The struggling Chesapeake Bay restoration effort stands to get a hefty infusion of funding from the ambitious $1.2 trillion infrastructure deal reached over the weekend in the U.S. Senate.
The Infrastructure Investment and Jobs Act calls for providing $238 million over the next five years to the U.S. Environmental Protection Agency’s Chesapeake Bay Program, which coordinates the state-federal restoration effort.
The Bay restoration effort is among $21 billion in environmental remediation projects that would be funded under the bill. The 2,702-page measure also includes money for physical infrastructure, such as highways, bridges, transit and rail, airports and ports, power and water systems, waterways, broadband access and electric vehicle charging stations.
Hammered out by a bipartisan group of senators, the infrastructure bill is much smaller than the $2.6 trillion plan that Biden proposed in March. Many Republicans had criticized that plan because it included funding for things not traditionally deemed as infrastructure, such as workforce training and care for the elderly and disabled.
Those are now to be included in a separate $3.5 trillion spending bill that Democrats are working on, which faces an uncertain future in the closely divided Congress.
The bipartisan infrastructure bill, which is expected to pass the Senate with the backing of Republican leaders, also slashed funding for clean energy tax credits intended to help fight climate change.
But the bill increases spending overall on environmental remediation above what Biden had proposed. It would provide funds for cleaning up abandoned mine land and Superfund sites, as well as for improving the resiliency of degraded ecosystems, such as the Great Lakes, Puget Sound and Gulf of Mexico.

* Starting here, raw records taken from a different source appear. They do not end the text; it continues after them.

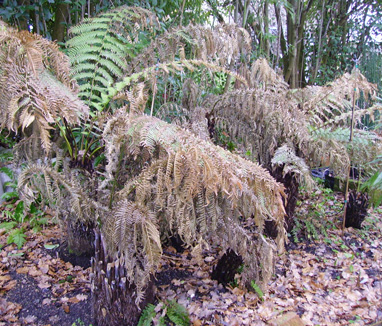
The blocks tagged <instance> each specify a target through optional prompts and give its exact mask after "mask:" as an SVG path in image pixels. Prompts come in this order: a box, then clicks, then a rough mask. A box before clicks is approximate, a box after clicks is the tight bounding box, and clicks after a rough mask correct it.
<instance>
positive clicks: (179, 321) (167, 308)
mask: <svg viewBox="0 0 382 326" xmlns="http://www.w3.org/2000/svg"><path fill="white" fill-rule="evenodd" d="M166 307H167V317H168V319H170V320H171V321H172V322H173V323H174V324H175V325H177V326H178V325H179V326H189V325H190V323H191V321H190V317H189V316H188V311H187V309H186V308H184V307H183V306H182V305H180V304H179V303H177V302H176V301H175V300H170V301H167V304H166Z"/></svg>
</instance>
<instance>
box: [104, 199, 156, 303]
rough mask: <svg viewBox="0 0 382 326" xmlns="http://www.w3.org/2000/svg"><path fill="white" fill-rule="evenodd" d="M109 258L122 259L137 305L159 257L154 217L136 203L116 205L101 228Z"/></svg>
mask: <svg viewBox="0 0 382 326" xmlns="http://www.w3.org/2000/svg"><path fill="white" fill-rule="evenodd" d="M103 231H104V233H105V238H106V241H107V244H108V251H109V252H110V253H111V254H115V255H117V256H118V255H119V256H122V257H123V259H122V261H124V263H125V267H126V270H127V275H126V276H127V279H128V281H129V282H130V283H133V284H135V285H136V286H137V299H136V301H137V303H139V302H140V301H141V300H142V299H143V298H142V296H141V295H142V293H143V291H142V289H144V288H145V286H146V285H147V282H148V280H149V279H150V275H152V274H154V273H155V271H156V270H157V268H158V266H159V262H160V259H161V256H162V245H161V241H160V234H159V229H158V226H157V222H156V216H155V214H154V213H153V212H150V211H149V209H148V208H147V207H145V206H142V205H140V204H139V203H133V202H130V201H128V200H126V199H125V200H121V201H116V202H115V204H114V206H113V208H112V210H111V211H110V212H109V214H108V216H107V218H106V219H105V225H104V227H103Z"/></svg>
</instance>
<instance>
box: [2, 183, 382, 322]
mask: <svg viewBox="0 0 382 326" xmlns="http://www.w3.org/2000/svg"><path fill="white" fill-rule="evenodd" d="M341 196H342V195H341V194H327V193H325V191H324V192H323V191H322V190H317V191H316V192H315V193H314V194H313V196H311V197H304V198H301V201H300V202H299V207H298V213H297V217H298V221H299V222H298V223H297V225H296V228H295V230H294V232H293V234H292V235H291V237H290V242H289V243H288V244H287V251H286V252H285V253H284V254H283V255H281V256H279V257H277V262H276V271H275V275H274V277H273V278H272V280H271V282H270V283H269V289H268V292H267V293H262V292H261V291H257V293H256V292H253V291H247V290H246V289H244V288H243V287H242V286H241V285H240V275H238V279H237V281H236V282H235V284H232V285H231V286H229V287H226V288H225V287H223V286H222V285H220V284H217V282H216V281H213V280H211V279H210V276H209V275H210V272H211V270H212V267H213V266H214V265H215V264H216V262H217V258H218V254H219V253H218V251H217V250H216V249H213V248H212V249H211V251H209V252H204V263H203V264H202V265H198V264H197V263H196V262H194V261H193V260H192V259H191V258H190V255H189V252H188V251H187V250H185V251H183V252H177V251H176V249H175V248H173V247H168V248H165V252H164V258H163V264H162V268H161V270H160V271H159V273H158V275H157V288H158V290H157V299H158V302H160V301H163V302H165V301H166V300H171V299H174V300H176V301H177V302H178V303H179V304H181V305H183V306H184V307H186V308H187V310H188V312H189V315H190V319H191V323H192V325H196V326H200V325H292V323H289V324H283V320H282V318H284V319H287V318H289V319H292V320H294V324H293V325H350V324H354V325H371V324H373V323H376V322H377V321H382V233H381V230H382V210H381V209H374V210H372V209H371V210H370V211H369V216H368V217H367V218H366V220H365V222H364V223H363V229H362V230H357V229H353V228H347V229H346V230H345V233H344V235H343V236H342V231H341V230H340V224H341V221H340V215H341V213H340V209H341V207H340V206H341V202H343V199H342V198H341ZM2 209H3V211H4V209H5V208H4V207H3V208H2ZM0 213H1V209H0ZM0 216H3V217H2V219H3V220H4V219H5V218H4V214H0ZM1 222H2V221H0V223H1ZM23 226H24V227H25V228H26V232H25V235H26V240H27V241H26V243H25V244H24V245H23V246H22V248H20V249H18V248H17V246H16V245H14V244H8V245H7V236H8V235H7V232H5V230H0V248H1V249H0V325H61V326H66V325H68V326H69V325H78V326H79V325H85V326H88V325H91V324H93V325H94V323H93V322H92V311H91V306H92V304H91V284H90V281H89V274H90V268H89V267H88V266H89V259H85V260H84V261H80V260H78V259H77V260H76V259H73V257H70V255H65V254H64V252H65V244H64V243H61V242H60V239H62V231H61V230H60V228H59V227H58V226H57V225H56V224H54V223H52V222H49V223H48V224H47V225H46V226H45V227H44V228H43V229H42V230H41V231H39V232H36V233H35V232H34V231H32V230H31V229H30V230H28V225H27V224H25V225H23ZM61 258H64V259H65V260H63V259H61ZM378 325H379V323H378Z"/></svg>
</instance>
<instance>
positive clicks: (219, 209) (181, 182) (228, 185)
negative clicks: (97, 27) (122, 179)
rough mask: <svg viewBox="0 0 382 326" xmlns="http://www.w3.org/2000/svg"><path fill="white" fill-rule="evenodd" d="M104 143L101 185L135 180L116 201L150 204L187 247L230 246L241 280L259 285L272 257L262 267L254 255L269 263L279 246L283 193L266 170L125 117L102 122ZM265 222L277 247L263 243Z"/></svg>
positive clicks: (115, 118) (238, 158)
mask: <svg viewBox="0 0 382 326" xmlns="http://www.w3.org/2000/svg"><path fill="white" fill-rule="evenodd" d="M104 140H105V155H106V157H107V159H108V164H107V166H106V176H107V178H106V179H105V181H104V183H103V186H102V187H104V188H106V187H107V184H108V183H109V182H111V181H112V180H113V176H114V175H115V173H116V172H117V171H119V172H118V173H119V175H129V178H128V179H132V178H133V179H132V180H134V181H133V182H128V183H127V184H126V185H124V187H123V188H121V189H120V190H119V191H117V192H116V193H115V195H114V200H115V201H117V202H118V201H122V200H124V199H127V198H129V200H133V201H134V202H135V203H137V204H140V205H141V206H148V207H149V209H150V210H151V211H153V212H155V214H156V216H161V223H163V226H162V228H163V229H166V230H168V232H169V233H170V234H171V233H177V234H179V236H180V237H181V238H182V239H183V241H184V242H185V243H186V244H188V245H196V244H197V243H199V242H200V241H201V240H197V239H205V240H206V241H220V243H222V245H223V247H225V248H227V247H231V248H233V249H234V250H235V251H236V252H238V253H240V254H241V255H242V257H243V259H244V261H245V262H246V264H248V266H250V267H249V269H248V271H247V274H245V275H246V276H245V277H244V276H243V277H244V278H245V279H250V278H251V279H256V281H258V282H260V283H261V282H263V281H265V280H266V279H268V277H270V276H271V271H272V268H273V267H272V266H273V261H272V260H271V259H270V260H269V265H267V264H268V263H267V264H266V265H267V266H264V267H260V266H259V265H258V261H257V260H256V259H257V258H256V259H255V260H254V257H255V256H256V255H257V254H258V255H260V256H261V257H263V255H265V254H266V255H270V256H271V257H273V256H272V252H273V251H274V250H277V248H278V249H279V250H283V249H282V248H283V244H284V241H285V230H284V227H283V219H284V208H283V205H282V196H283V188H282V186H281V185H280V184H278V183H277V182H275V180H274V179H273V178H272V177H271V176H270V175H269V173H268V172H267V171H266V170H264V169H263V168H261V167H260V166H258V165H257V164H255V163H253V162H250V161H248V160H245V159H242V158H240V157H239V156H237V155H234V154H232V153H230V152H228V151H225V150H223V149H222V148H220V147H218V146H215V145H213V144H211V143H210V142H208V141H201V140H200V139H199V138H197V137H195V136H194V135H193V134H192V133H190V132H187V131H185V130H183V129H181V128H179V127H177V126H174V125H169V124H167V123H165V122H163V121H161V120H158V119H156V118H153V117H147V116H134V115H126V113H124V111H118V113H116V114H115V117H114V118H112V119H111V120H110V121H109V122H108V124H107V125H106V128H105V133H104ZM121 153H124V155H123V156H122V157H123V159H122V160H121V155H120V154H121ZM127 167H128V168H127ZM121 186H122V185H121ZM227 210H228V211H230V212H231V214H228V215H227V214H225V213H224V212H227ZM240 216H242V217H243V216H245V217H248V218H250V217H253V220H252V223H253V227H254V228H255V229H256V230H257V231H258V232H259V237H258V238H256V239H253V237H252V236H251V235H250V234H249V233H248V230H245V229H244V228H243V227H241V226H240V219H239V217H240ZM265 220H273V221H274V222H275V225H276V228H277V230H278V237H277V238H276V244H275V245H273V244H271V243H268V240H265V239H261V233H262V232H263V227H264V223H265ZM207 225H208V228H207V227H206V226H207ZM212 227H216V229H211V228H212ZM214 234H218V237H219V239H216V238H215V237H214ZM213 239H214V240H213ZM248 248H252V249H250V250H247V249H248ZM254 250H255V251H256V252H257V254H256V255H254V254H253V251H254ZM249 252H252V253H251V254H249ZM256 257H257V256H256ZM268 269H269V271H268ZM260 270H262V272H261V276H260V273H259V271H260ZM243 275H244V274H243ZM263 277H264V279H263Z"/></svg>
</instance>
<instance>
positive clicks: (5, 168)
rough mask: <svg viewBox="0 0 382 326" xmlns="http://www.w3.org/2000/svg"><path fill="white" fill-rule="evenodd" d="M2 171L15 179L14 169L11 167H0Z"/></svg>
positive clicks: (10, 178)
mask: <svg viewBox="0 0 382 326" xmlns="http://www.w3.org/2000/svg"><path fill="white" fill-rule="evenodd" d="M0 172H2V173H5V174H6V175H7V176H8V177H9V178H10V179H12V180H13V179H14V173H13V171H12V170H11V169H10V168H7V167H6V166H3V167H2V168H0Z"/></svg>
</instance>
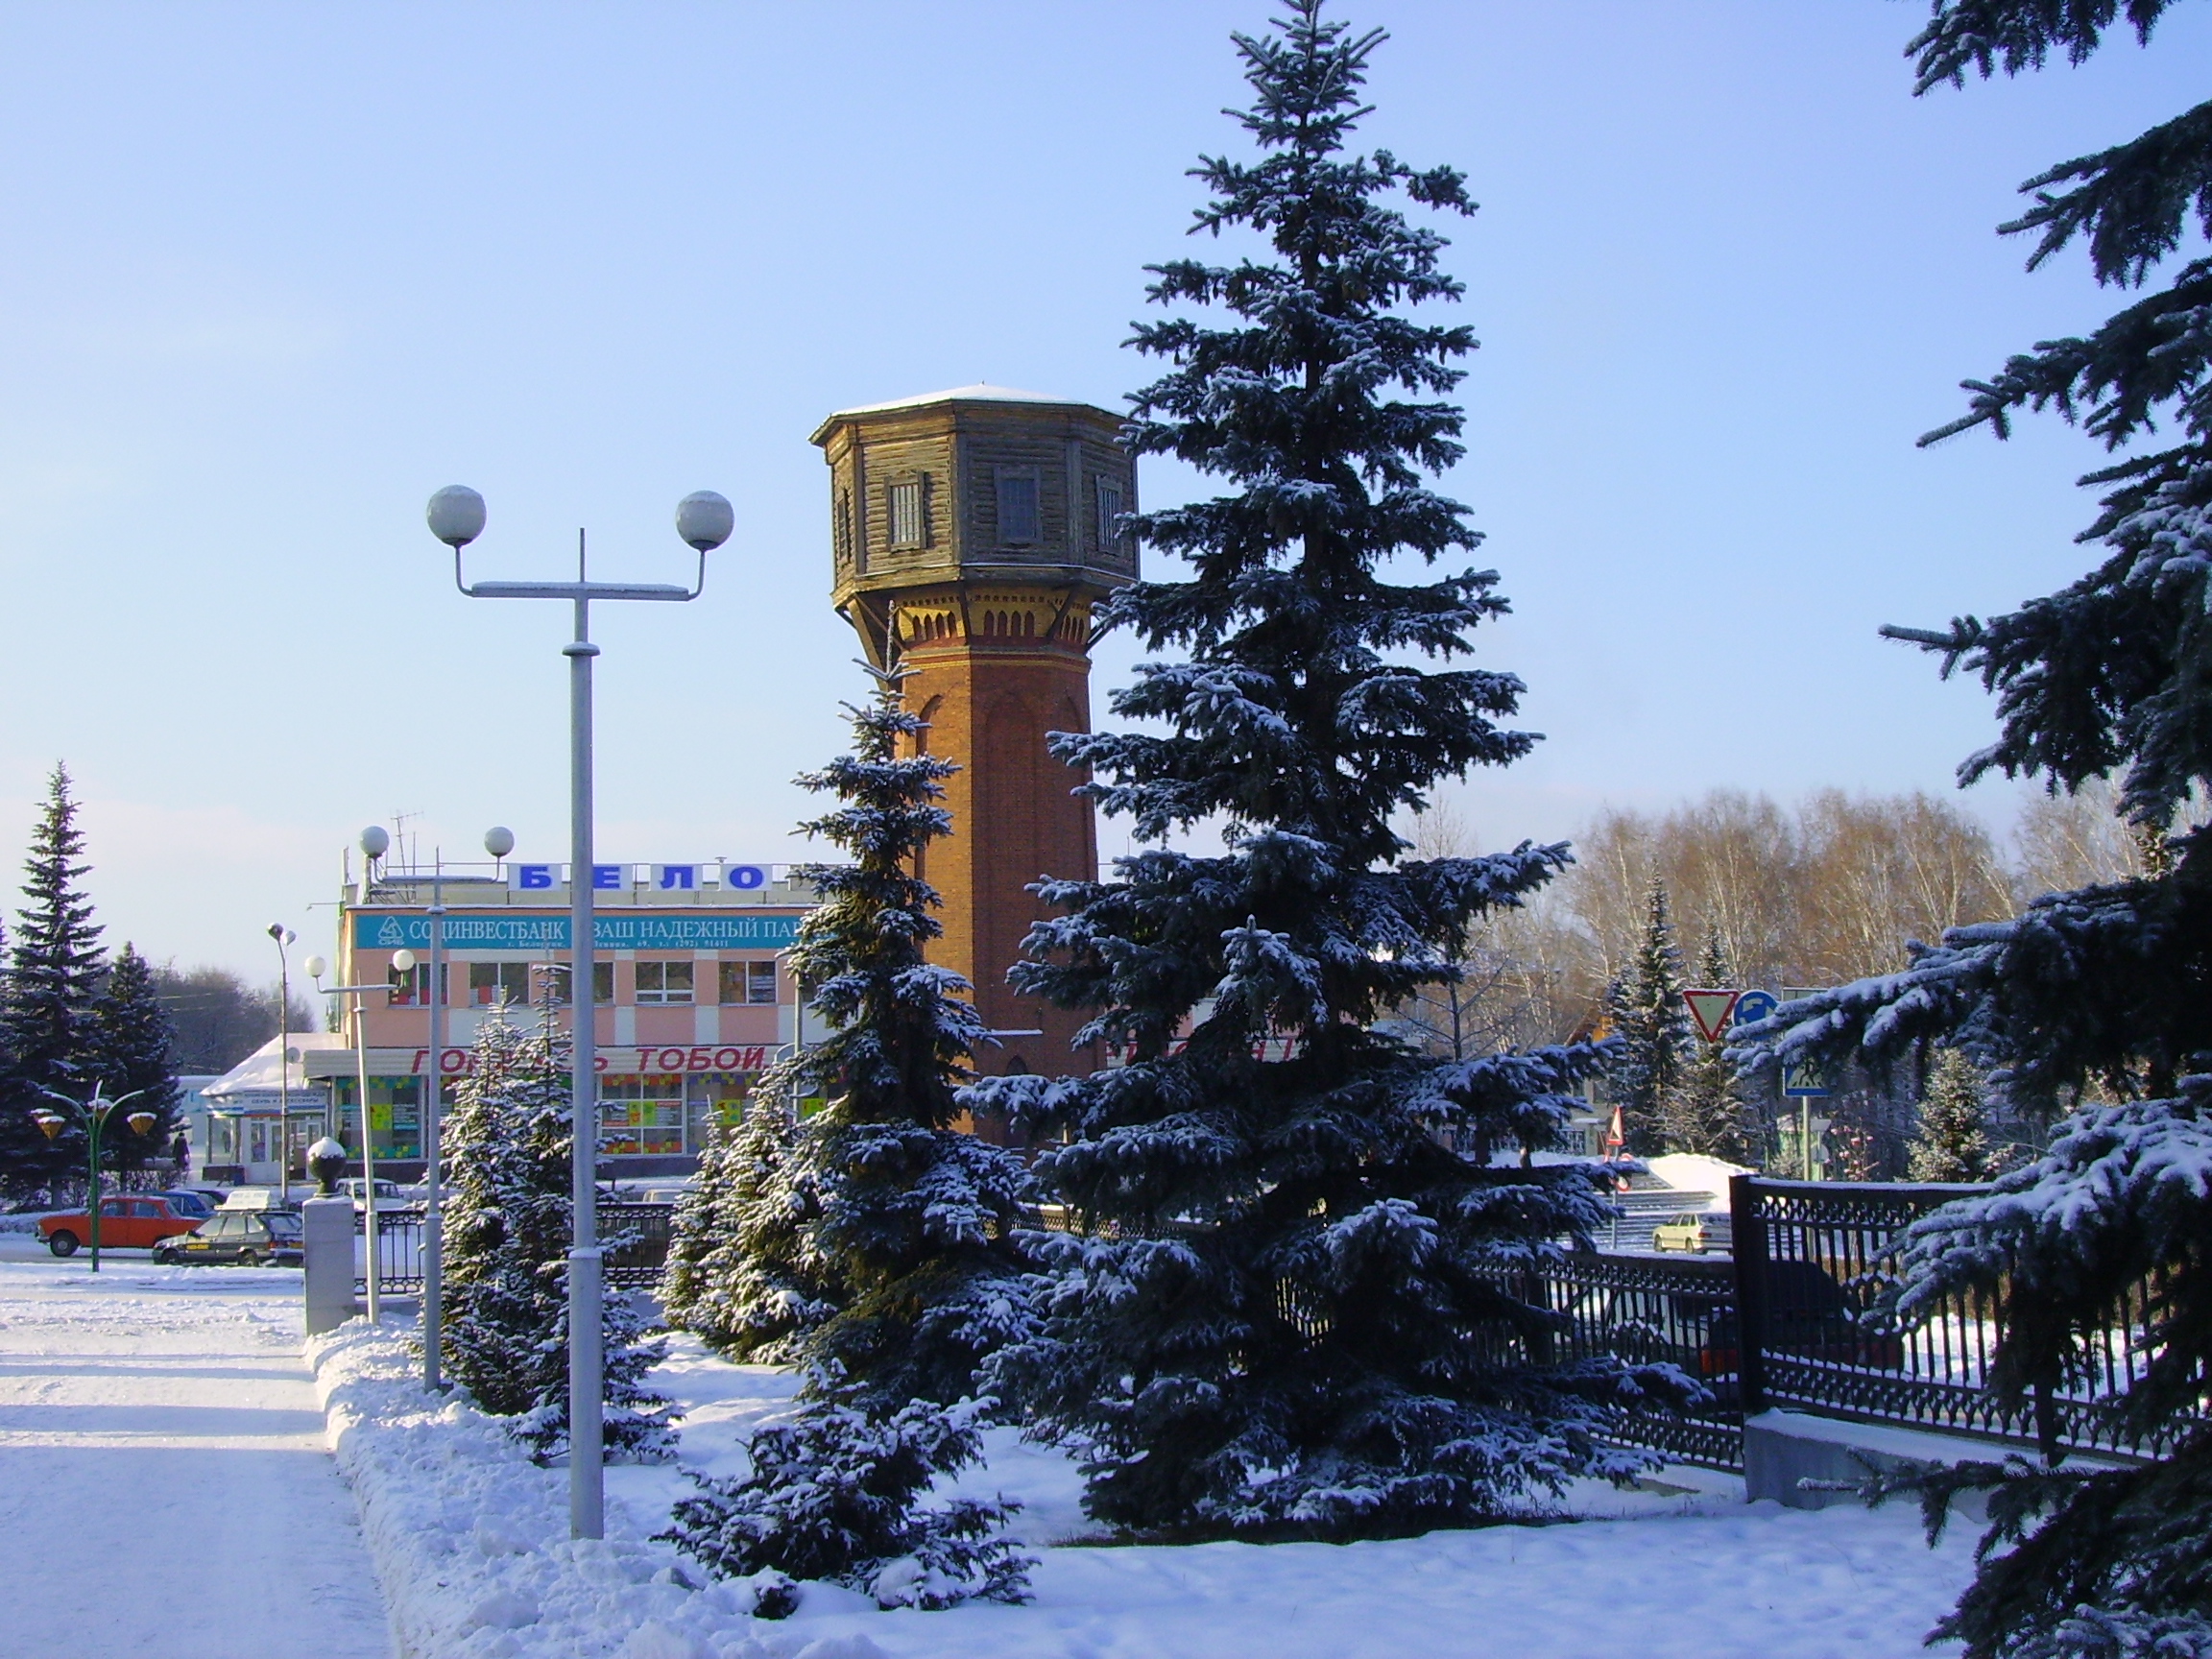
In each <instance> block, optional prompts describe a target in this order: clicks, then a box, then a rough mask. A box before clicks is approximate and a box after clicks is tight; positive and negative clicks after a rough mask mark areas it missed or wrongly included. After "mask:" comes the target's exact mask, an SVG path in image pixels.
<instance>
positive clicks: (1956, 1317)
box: [376, 1177, 2163, 1469]
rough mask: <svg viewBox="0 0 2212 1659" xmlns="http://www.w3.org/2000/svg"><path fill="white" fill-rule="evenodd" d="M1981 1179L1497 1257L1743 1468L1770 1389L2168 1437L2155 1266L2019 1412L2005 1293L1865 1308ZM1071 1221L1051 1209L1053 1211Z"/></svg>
mask: <svg viewBox="0 0 2212 1659" xmlns="http://www.w3.org/2000/svg"><path fill="white" fill-rule="evenodd" d="M1975 1190H1978V1188H1960V1186H1878V1183H1845V1181H1767V1179H1761V1177H1736V1179H1734V1181H1732V1188H1730V1208H1732V1212H1734V1261H1728V1259H1694V1256H1692V1259H1681V1261H1672V1259H1659V1256H1615V1254H1599V1252H1568V1254H1564V1256H1562V1259H1557V1261H1551V1263H1544V1265H1535V1267H1498V1270H1495V1274H1493V1279H1495V1283H1498V1285H1500V1287H1502V1290H1509V1292H1511V1294H1515V1296H1520V1298H1522V1301H1526V1303H1531V1305H1535V1307H1544V1310H1548V1312H1551V1314H1555V1318H1557V1323H1555V1329H1553V1332H1551V1334H1548V1336H1540V1338H1533V1343H1531V1347H1533V1349H1540V1352H1535V1354H1531V1356H1533V1358H1540V1360H1546V1363H1551V1360H1575V1358H1588V1356H1601V1354H1615V1356H1619V1358H1624V1360H1635V1363H1655V1360H1672V1363H1674V1365H1679V1367H1681V1369H1683V1371H1688V1374H1690V1376H1694V1378H1697V1380H1699V1383H1703V1385H1705V1389H1708V1394H1710V1396H1712V1398H1710V1402H1708V1405H1703V1407H1699V1409H1697V1411H1692V1413H1688V1416H1674V1413H1661V1411H1650V1413H1646V1411H1637V1413H1621V1418H1619V1420H1617V1422H1615V1433H1617V1438H1619V1440H1626V1442H1630V1444H1648V1447H1655V1449H1659V1451H1666V1453H1670V1455H1674V1458H1681V1460H1686V1462H1697V1464H1710V1467H1719V1469H1741V1467H1743V1416H1745V1413H1747V1411H1763V1409H1767V1407H1787V1409H1794V1411H1814V1413H1820V1416H1834V1418H1854V1420H1863V1422H1891V1425H1900V1427H1911V1429H1940V1431H1951V1433H1971V1436H1982V1438H1991V1440H2002V1442H2042V1440H2048V1442H2051V1444H2057V1447H2066V1449H2084V1451H2088V1449H2095V1451H2119V1453H2157V1451H2161V1449H2163V1444H2161V1442H2143V1440H2137V1438H2130V1433H2128V1431H2126V1429H2124V1425H2121V1413H2119V1396H2121V1394H2124V1391H2126V1389H2128V1385H2130V1383H2135V1380H2137V1378H2139V1376H2141V1374H2143V1369H2146V1365H2148V1360H2150V1352H2152V1349H2150V1338H2148V1332H2150V1327H2152V1314H2154V1307H2157V1292H2154V1285H2148V1283H2146V1285H2139V1287H2137V1290H2132V1292H2130V1294H2128V1296H2126V1298H2124V1301H2121V1305H2119V1307H2115V1310H2112V1314H2110V1318H2108V1321H2106V1325H2104V1329H2101V1332H2099V1338H2097V1343H2095V1345H2093V1374H2090V1376H2086V1378H2081V1380H2079V1383H2077V1385H2073V1387H2068V1389H2057V1391H2048V1394H2044V1396H2042V1398H2039V1400H2033V1402H2028V1405H2026V1407H2022V1409H2017V1411H2002V1409H2000V1407H1997V1405H1995V1400H1993V1398H1991V1394H1989V1387H1986V1383H1989V1369H1991V1360H1993V1358H1995V1349H1997V1340H2000V1334H2002V1329H2004V1316H2006V1310H2004V1296H2006V1287H2000V1290H1997V1292H1991V1294H1982V1292H1964V1294H1958V1296H1951V1298H1947V1301H1944V1305H1942V1307H1940V1312H1938V1314H1936V1316H1933V1318H1929V1321H1927V1323H1924V1325H1918V1327H1913V1329H1880V1327H1878V1325H1874V1323H1869V1321H1867V1318H1865V1316H1867V1314H1869V1312H1871V1310H1874V1307H1876V1303H1878V1301H1880V1296H1882V1292H1885V1290H1887V1287H1891V1285H1893V1283H1896V1279H1898V1267H1900V1261H1898V1256H1900V1248H1902V1234H1905V1230H1907V1228H1909V1225H1911V1223H1913V1221H1918V1219H1920V1217H1922V1214H1927V1212H1929V1210H1933V1208H1938V1206H1940V1203H1947V1201H1951V1199H1958V1197H1966V1194H1971V1192H1975ZM670 1214H672V1206H666V1203H602V1206H599V1232H602V1237H604V1239H615V1241H619V1243H617V1245H615V1248H611V1250H608V1256H606V1283H611V1285H626V1287H650V1285H653V1283H655V1281H657V1279H659V1272H661V1263H666V1259H668V1223H670ZM1055 1221H1057V1223H1060V1225H1062V1228H1064V1225H1066V1219H1064V1217H1053V1214H1046V1217H1044V1225H1048V1228H1051V1225H1053V1223H1055ZM376 1223H378V1225H376V1252H378V1267H380V1281H383V1287H385V1290H387V1292H396V1294H407V1292H418V1290H420V1287H422V1210H420V1208H398V1210H378V1217H376Z"/></svg>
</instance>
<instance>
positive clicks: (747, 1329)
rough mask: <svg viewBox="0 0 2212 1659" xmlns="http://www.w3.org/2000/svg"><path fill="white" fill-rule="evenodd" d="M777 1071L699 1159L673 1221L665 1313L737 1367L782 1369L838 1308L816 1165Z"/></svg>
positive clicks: (767, 1074)
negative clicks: (802, 1156)
mask: <svg viewBox="0 0 2212 1659" xmlns="http://www.w3.org/2000/svg"><path fill="white" fill-rule="evenodd" d="M785 1097H787V1091H785V1088H783V1086H781V1073H779V1071H770V1073H765V1075H763V1077H761V1084H759V1086H757V1088H754V1091H752V1097H750V1099H748V1102H745V1117H743V1121H741V1124H739V1126H737V1128H730V1130H721V1133H719V1135H717V1137H714V1141H712V1144H710V1146H708V1150H706V1152H703V1155H701V1159H699V1179H697V1183H695V1186H692V1190H690V1192H686V1194H684V1201H681V1203H679V1206H677V1212H675V1217H672V1219H670V1252H668V1272H666V1276H664V1279H661V1312H664V1314H666V1318H668V1323H670V1325H675V1327H677V1329H686V1332H692V1334H695V1336H699V1338H701V1340H703V1343H708V1345H710V1347H717V1349H721V1352H723V1354H728V1356H730V1358H734V1360H748V1363H754V1365H785V1363H792V1360H796V1358H801V1354H799V1347H801V1343H803V1338H805V1334H807V1332H812V1329H814V1327H818V1325H821V1323H823V1321H825V1318H830V1314H834V1312H836V1307H838V1285H836V1283H834V1279H832V1274H830V1270H827V1265H825V1263H823V1261H821V1259H818V1256H816V1254H814V1252H812V1223H814V1221H816V1219H818V1217H821V1197H818V1181H816V1172H814V1168H812V1164H801V1161H799V1157H796V1155H799V1128H796V1124H794V1121H792V1113H790V1108H787V1104H785Z"/></svg>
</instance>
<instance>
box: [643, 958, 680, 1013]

The Chesapeake restoration effort also could get additional help from the bill’s proposal to boost funding nationally for water and wastewater infrastructure. Two EPA programs that provide loans to states for upgrading sewage and stormwater treatment facilities and for enhancing drinking water systems each would get an additional $14.7 billion over the next five years. That would more than double the current annual level of funding for such projects.
The Chesapeake Bay Program received $87.5 million for fiscal year 2021, and President Biden has proposed increasing that by $3 million for fiscal year 2022, which starts Oct. 1. The House has already approved that level of funding. The infrastructure measure, if passed, would boost that by roughly 50%, providing an additional $47.6 million a year.
“As we work to modernize our infrastructure and tackle climate change, it’s crucial that we’re investing in protecting our watersheds,” said Sen. Chris Van Hollen (D-MD), a member of the Senate Appropriations Committee. “That’s why we fought to include funding for the Chesapeake Bay Program in the bipartisan infrastructure deal.”
Sen. Ben Cardin (D-MD) cited the Bay Program funding as one of the reasons he supported the infrastructure bill. “Marylanders will be pleased to see this includes funds for ecosystem restoration,” he said in a statement.
The bill’s text doesn’t say how the EPA is to use the additional money. The Bay Program typically funds research and helps assess cleanup progress, but nearly two-thirds of its money also goes to states, local governments and nonprofit groups for on-the-ground projects.
Even without such details spelled out in the bill, Bay advocates hailed the proposed funding increase. Kristin Reilly, director of the Choose Clean Water Coalition, called it “a shot in the arm” for the states and federal government, which could help them get closer to putting all needed pollution reduction practices in place by their 2025 deadline.
“While currently there is ambiguity on the exact allocation of this funding, we are heartened to see the restoration of our waterways is recognized as a national priority,” Reilly said in a statement. “This investment will not only help provide all the benefits clean water brings, but the many on-the-ground restoration projects this funding supports will also deliver good jobs and stimulate local economies.”
With just four years to go to meet the deadline of the “pollution diet” that the EPA set for the Bay in 2010, advocates and state and local officials have been urging Congress to boost funding for the restoration effort, which remains far short of many of its goals.
At least one-third of the outcomes pledged in the 2014 Chesapeake Bay Watershed Agreement are lagging badly or in limbo. An internal Bay Program review found that seven, including the key goal of meeting nutrient and sediment pollution reduction targets, are unlikely to be met by the 2025 deadline.
In May, governors of the six Bay watershed states, the mayor of the District of Columbia and the chair of the Chesapeake Bay Commission, a tri-state legislative advisory body, wrote Congress seeking an additional billion dollars for the effort. They didn’t specify how the extra money could be spent.
The Choose Clean Water Coalition, representing dozens of environmental and community groups across the six-state watershed, also wrote congressional leaders that month asking in part for a $132 million boost in Bay Program funding. It proposed distributing the increased funding in grants to states and local governments to support their restoration efforts.